Friday, October 30, 2009

Just how frequently is 'refactor frequently'?


I was asked what I meant by refactor frequently on the guidelines and could not locate a good answer to that... to me the question was wrong. When should not you refactor is more along the lines of my thinking. Not that I think there's a great answer to that either, but then I did skip over the google results that implicated when to stop refactoring or when not to refactor while searching for these quotes.

I tend to refactor with support from the DRY principle of as soon as you notice something is redundant or repeated. I refactor either on the first noticed redundancy or the 2nd when I'm primarily coding, when I'm reviewing, I try to refactor any redundancy I find. I also refactor based on the other Code Smells. I will also refactor when I notice violations of SOLIDDomain Driven Design (DDD for short), and now I've started to think about Command-Query Seperation (CQS).

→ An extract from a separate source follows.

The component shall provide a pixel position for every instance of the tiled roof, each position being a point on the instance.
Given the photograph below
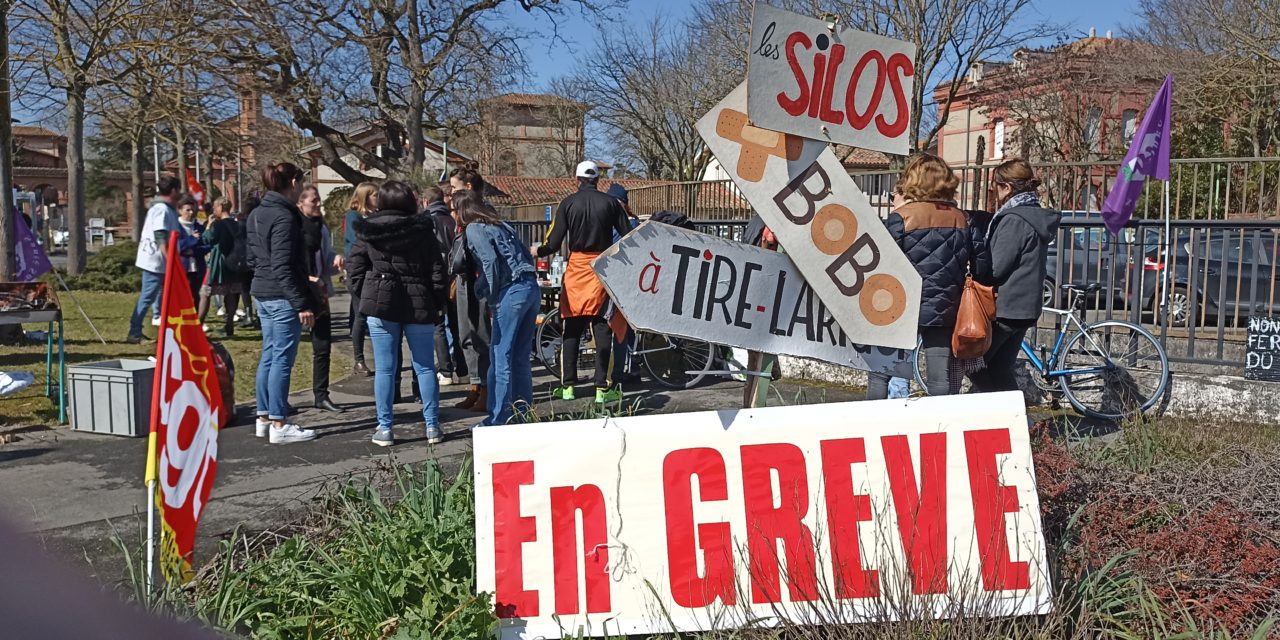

When I see code that looks ugly but fits these I'll shoot for refactoring towards a Fluent Interface  with Method Chaining

I think I already do command query separation but I haven't been looking for it in particular.

And here's the email I sent out to the team, it appears that what I just wrote here probably should been included at the top... oh well. A little context, the email was generated in response to a meeting on the coding standards I put forth.

... asked me for guidelines in our meeting about how frequent is ‘refactor frequently’? I had difficultly answering the question and I think everyone here was aware of that. I hope to address this question with some support from the blogosphere/industry.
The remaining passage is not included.